An diesem Mittwoch nun berichtet Andreas Bichert von seiner Rettungstat live im Studio bei „Aktenzeichen XY“. „Ich bin aufgeregt, vor der Kamera ist nichts für mich“, sagt der Familienvater am Dienstag. Der Langenauer ist einer von mehreren mit dem XY-Preis ausgezeichneten Menschen, die in Notsituationen mutig eingegriffen haben. „Andreas Bichert hat den Mord an einem Neugeborenen verhindert“, heißt es in der Begründung der Jury: „Sein Handeln folgte beispielloser Umsicht und Aufmerksamkeit, wodurch er ein noch so junges Menschenleben bewahrt hat.“
38-jährige Mutter zu zehn Jahren Haft verurteilt
Auch die Stadt Langenau hat den 40-Jährigen gewürdigt: In einer Art Goldenem Buch durfte sich der Familienvater verewigen. „Die Stadt dankt Andreas Bichert für seine aufmerksame Wahrnehmung und sein beherztes Eingreifen. Dieser Einsatz verdient Respekt und größte Anerkennung“, heißt es auf der Internetseite.

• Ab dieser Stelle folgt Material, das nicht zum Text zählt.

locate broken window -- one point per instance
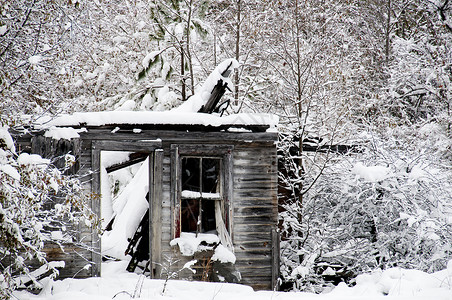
(201, 194)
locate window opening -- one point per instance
(201, 194)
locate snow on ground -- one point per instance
(116, 283)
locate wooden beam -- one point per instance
(134, 158)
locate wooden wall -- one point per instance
(253, 204)
(255, 212)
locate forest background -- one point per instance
(374, 76)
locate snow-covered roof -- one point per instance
(157, 118)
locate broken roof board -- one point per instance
(157, 118)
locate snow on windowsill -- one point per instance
(189, 243)
(197, 195)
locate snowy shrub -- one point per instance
(384, 207)
(34, 198)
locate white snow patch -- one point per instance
(7, 139)
(156, 117)
(67, 133)
(32, 159)
(372, 173)
(148, 58)
(10, 171)
(189, 242)
(129, 207)
(35, 59)
(222, 254)
(394, 284)
(200, 98)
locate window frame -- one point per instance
(222, 152)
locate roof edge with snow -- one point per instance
(115, 118)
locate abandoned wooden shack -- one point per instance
(207, 174)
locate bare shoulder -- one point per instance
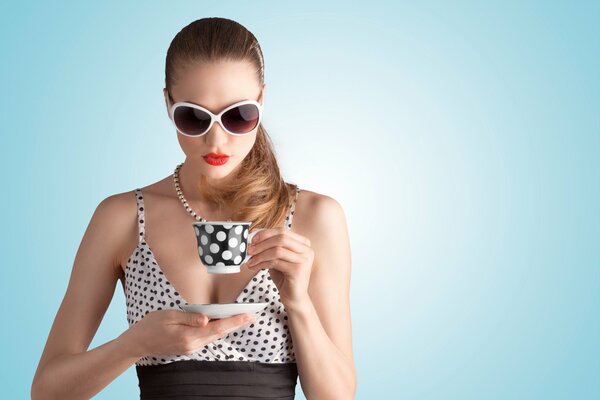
(115, 217)
(315, 212)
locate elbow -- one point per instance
(41, 390)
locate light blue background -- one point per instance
(461, 138)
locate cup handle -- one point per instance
(250, 236)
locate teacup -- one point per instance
(223, 245)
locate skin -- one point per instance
(311, 266)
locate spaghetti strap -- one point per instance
(290, 216)
(139, 198)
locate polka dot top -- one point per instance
(147, 289)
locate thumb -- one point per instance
(195, 319)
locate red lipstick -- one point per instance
(216, 158)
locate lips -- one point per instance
(216, 158)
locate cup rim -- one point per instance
(222, 222)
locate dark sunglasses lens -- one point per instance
(241, 119)
(190, 120)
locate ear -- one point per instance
(167, 101)
(262, 94)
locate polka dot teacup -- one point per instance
(222, 245)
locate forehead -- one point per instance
(216, 85)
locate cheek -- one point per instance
(189, 145)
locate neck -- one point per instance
(189, 178)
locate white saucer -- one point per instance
(224, 310)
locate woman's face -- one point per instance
(215, 86)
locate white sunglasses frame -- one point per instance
(215, 117)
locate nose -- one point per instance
(216, 135)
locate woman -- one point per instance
(143, 238)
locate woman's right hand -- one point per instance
(177, 332)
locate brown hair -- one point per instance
(257, 191)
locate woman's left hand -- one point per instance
(289, 257)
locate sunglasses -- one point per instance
(237, 119)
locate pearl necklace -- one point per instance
(182, 198)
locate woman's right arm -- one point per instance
(66, 369)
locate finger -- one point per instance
(268, 233)
(192, 319)
(221, 327)
(284, 266)
(280, 256)
(284, 241)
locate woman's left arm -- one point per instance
(312, 274)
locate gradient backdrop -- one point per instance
(461, 138)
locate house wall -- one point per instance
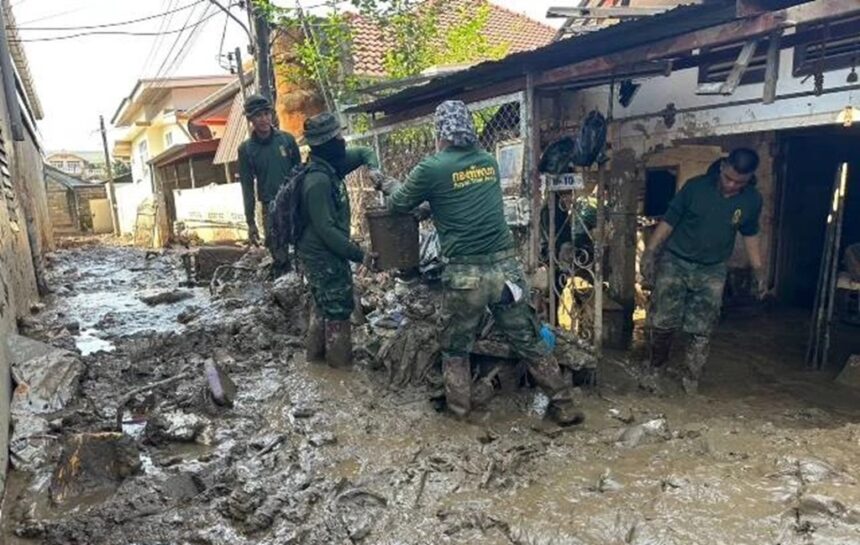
(61, 209)
(213, 213)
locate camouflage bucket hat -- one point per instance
(321, 128)
(454, 123)
(255, 104)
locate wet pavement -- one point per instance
(768, 454)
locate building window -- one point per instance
(718, 63)
(830, 46)
(143, 157)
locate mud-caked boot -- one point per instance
(458, 384)
(338, 343)
(696, 357)
(315, 338)
(660, 347)
(547, 374)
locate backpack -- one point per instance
(286, 210)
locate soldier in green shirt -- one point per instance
(699, 231)
(461, 184)
(268, 157)
(324, 247)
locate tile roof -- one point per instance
(521, 33)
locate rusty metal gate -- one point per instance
(572, 223)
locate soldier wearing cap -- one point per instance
(268, 157)
(462, 185)
(325, 248)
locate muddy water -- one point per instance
(769, 454)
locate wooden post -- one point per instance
(114, 214)
(191, 171)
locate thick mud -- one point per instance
(769, 454)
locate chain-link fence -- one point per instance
(402, 146)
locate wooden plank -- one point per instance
(771, 71)
(727, 33)
(739, 68)
(621, 12)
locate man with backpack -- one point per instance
(462, 185)
(268, 157)
(324, 246)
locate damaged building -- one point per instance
(679, 88)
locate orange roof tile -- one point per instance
(521, 33)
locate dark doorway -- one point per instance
(659, 189)
(809, 164)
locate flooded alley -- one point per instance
(306, 454)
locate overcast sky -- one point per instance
(80, 78)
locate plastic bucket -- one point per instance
(394, 237)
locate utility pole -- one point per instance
(262, 52)
(237, 54)
(114, 216)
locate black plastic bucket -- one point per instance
(394, 237)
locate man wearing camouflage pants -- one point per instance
(325, 248)
(461, 184)
(699, 231)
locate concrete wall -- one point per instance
(214, 213)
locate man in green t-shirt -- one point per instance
(461, 184)
(699, 231)
(324, 247)
(268, 157)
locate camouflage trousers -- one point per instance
(280, 256)
(470, 289)
(330, 281)
(687, 296)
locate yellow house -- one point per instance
(150, 120)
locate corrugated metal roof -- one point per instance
(616, 38)
(235, 133)
(65, 179)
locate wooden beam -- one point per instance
(734, 78)
(771, 71)
(726, 33)
(625, 12)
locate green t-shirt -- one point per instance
(269, 161)
(325, 209)
(463, 188)
(705, 223)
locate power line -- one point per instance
(114, 33)
(120, 23)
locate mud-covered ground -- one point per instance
(768, 454)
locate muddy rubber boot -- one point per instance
(458, 384)
(338, 343)
(696, 357)
(562, 410)
(661, 346)
(315, 338)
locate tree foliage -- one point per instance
(411, 27)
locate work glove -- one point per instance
(377, 177)
(760, 285)
(253, 235)
(421, 212)
(371, 261)
(648, 268)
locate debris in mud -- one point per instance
(166, 297)
(850, 374)
(221, 387)
(178, 426)
(653, 431)
(93, 463)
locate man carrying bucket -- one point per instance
(325, 248)
(461, 183)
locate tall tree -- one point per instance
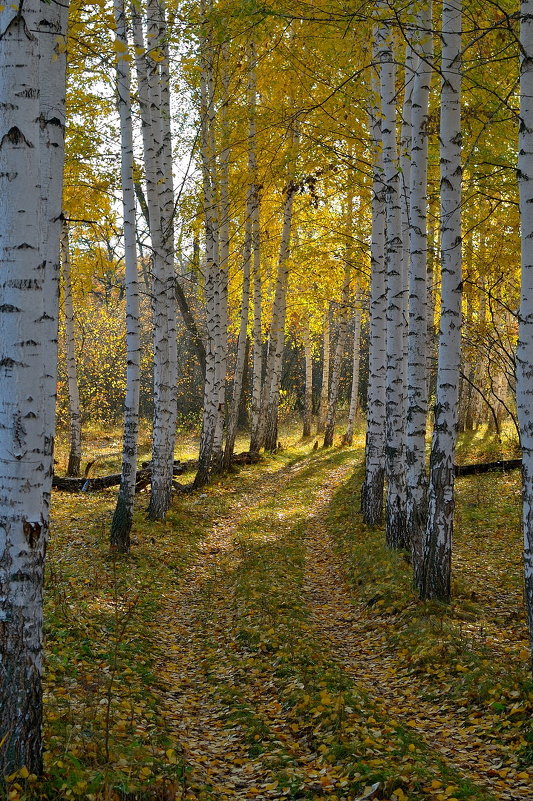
(394, 447)
(28, 354)
(74, 457)
(123, 516)
(435, 578)
(524, 388)
(372, 489)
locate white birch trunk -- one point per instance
(308, 389)
(417, 382)
(436, 575)
(277, 326)
(123, 515)
(222, 277)
(27, 356)
(150, 108)
(356, 362)
(372, 489)
(240, 362)
(394, 449)
(257, 375)
(211, 411)
(524, 386)
(329, 429)
(74, 457)
(324, 386)
(51, 27)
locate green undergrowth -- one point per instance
(316, 735)
(105, 735)
(470, 658)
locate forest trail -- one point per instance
(365, 653)
(277, 686)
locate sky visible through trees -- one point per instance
(265, 400)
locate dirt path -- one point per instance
(228, 721)
(363, 651)
(200, 611)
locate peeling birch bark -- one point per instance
(524, 357)
(435, 582)
(123, 515)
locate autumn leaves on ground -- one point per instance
(262, 643)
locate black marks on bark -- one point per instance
(32, 532)
(14, 137)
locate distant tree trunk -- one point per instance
(240, 362)
(340, 345)
(163, 297)
(277, 326)
(417, 383)
(308, 391)
(27, 251)
(123, 515)
(212, 397)
(394, 450)
(324, 387)
(221, 299)
(435, 580)
(356, 360)
(372, 489)
(149, 96)
(524, 386)
(257, 372)
(51, 28)
(74, 457)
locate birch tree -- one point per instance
(74, 457)
(417, 385)
(28, 354)
(123, 516)
(356, 360)
(395, 518)
(373, 484)
(435, 577)
(524, 388)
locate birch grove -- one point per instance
(322, 193)
(524, 387)
(435, 576)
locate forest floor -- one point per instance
(262, 643)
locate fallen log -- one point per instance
(142, 479)
(501, 466)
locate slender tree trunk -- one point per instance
(524, 386)
(123, 515)
(221, 298)
(436, 576)
(257, 374)
(277, 327)
(356, 361)
(211, 413)
(27, 251)
(74, 457)
(395, 519)
(324, 387)
(417, 383)
(240, 362)
(150, 107)
(51, 27)
(308, 391)
(372, 489)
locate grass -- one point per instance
(290, 709)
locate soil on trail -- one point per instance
(230, 719)
(347, 628)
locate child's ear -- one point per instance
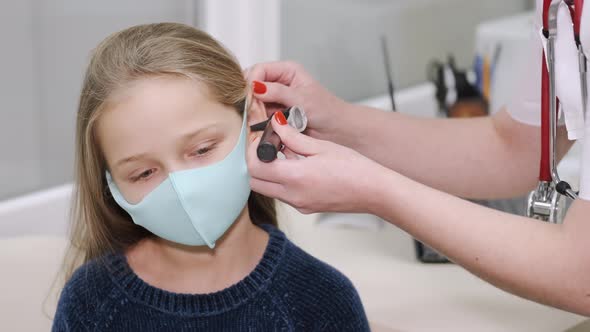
(257, 112)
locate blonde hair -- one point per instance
(99, 226)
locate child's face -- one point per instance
(161, 125)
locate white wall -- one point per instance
(338, 40)
(19, 108)
(45, 50)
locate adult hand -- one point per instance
(327, 178)
(280, 84)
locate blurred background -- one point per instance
(45, 47)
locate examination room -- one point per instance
(294, 165)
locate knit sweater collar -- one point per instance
(201, 304)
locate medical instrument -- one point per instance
(270, 143)
(456, 88)
(547, 201)
(388, 72)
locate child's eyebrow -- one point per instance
(213, 127)
(183, 138)
(130, 159)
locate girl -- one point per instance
(164, 224)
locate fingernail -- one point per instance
(280, 117)
(259, 87)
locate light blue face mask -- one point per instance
(194, 207)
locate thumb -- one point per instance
(270, 92)
(294, 140)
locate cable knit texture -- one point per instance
(288, 290)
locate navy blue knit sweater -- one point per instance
(288, 290)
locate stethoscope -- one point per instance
(547, 201)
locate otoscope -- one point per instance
(270, 143)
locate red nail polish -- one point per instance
(259, 87)
(280, 117)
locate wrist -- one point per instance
(379, 191)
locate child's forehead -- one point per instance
(161, 107)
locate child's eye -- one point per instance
(143, 175)
(203, 150)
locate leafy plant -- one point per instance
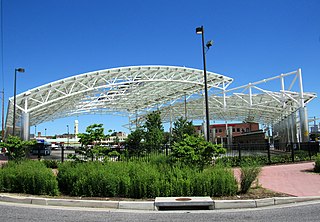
(317, 164)
(154, 132)
(134, 143)
(195, 151)
(181, 127)
(17, 148)
(91, 142)
(249, 173)
(31, 177)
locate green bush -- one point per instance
(317, 164)
(53, 164)
(249, 173)
(31, 177)
(143, 180)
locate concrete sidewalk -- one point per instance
(293, 179)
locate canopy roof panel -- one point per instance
(120, 91)
(177, 91)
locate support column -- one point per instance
(304, 134)
(25, 126)
(303, 112)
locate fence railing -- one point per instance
(291, 152)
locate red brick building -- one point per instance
(219, 132)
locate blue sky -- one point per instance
(254, 39)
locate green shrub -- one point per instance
(317, 164)
(53, 164)
(31, 177)
(249, 173)
(143, 180)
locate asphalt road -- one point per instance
(10, 212)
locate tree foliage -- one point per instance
(91, 142)
(134, 143)
(195, 151)
(154, 132)
(181, 127)
(17, 148)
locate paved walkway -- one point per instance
(293, 179)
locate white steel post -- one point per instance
(303, 112)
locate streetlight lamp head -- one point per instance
(20, 69)
(199, 30)
(209, 44)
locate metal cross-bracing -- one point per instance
(176, 91)
(270, 102)
(121, 91)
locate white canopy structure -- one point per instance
(176, 91)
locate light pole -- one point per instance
(200, 30)
(2, 118)
(14, 98)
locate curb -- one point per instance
(152, 205)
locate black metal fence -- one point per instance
(289, 151)
(272, 153)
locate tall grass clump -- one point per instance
(30, 177)
(249, 173)
(317, 164)
(143, 180)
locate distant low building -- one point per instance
(224, 133)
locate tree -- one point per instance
(91, 142)
(17, 148)
(181, 127)
(134, 143)
(154, 131)
(195, 151)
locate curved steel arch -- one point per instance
(136, 90)
(118, 90)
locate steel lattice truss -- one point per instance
(176, 91)
(122, 91)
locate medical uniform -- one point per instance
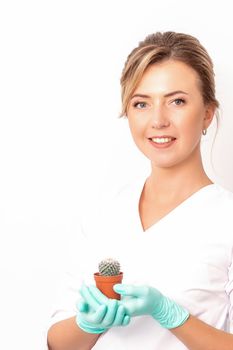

Die Mutter hatte den Säugling ausgesetzt, kurz bevor Bichert ihn fand. Das Landgericht Ulm hat die 38-Jährige wegen versuchten Mordes und gefährlicher Körperverletzung zu zehn Jahren Haft – inzwischen rechtskräftig – verurteilt. „Meine Frau hat zu mir gesagt: ‚Das ist wie unser drittes Kind’“, sagt Bichert im ZDF.
Nächste Woche ist ein Treffen mit der Adoptionsfamilie geplant. „Ich will das Kind sehen und ein kleines Geschenkle überreichen“, sagt Bichert. Ein Kissen, das mit dem Namen des Jungen beschriftet ist. Er hat den Zweitnamen Andreas bekommen – in Erinnerung an seinen Lebensretter.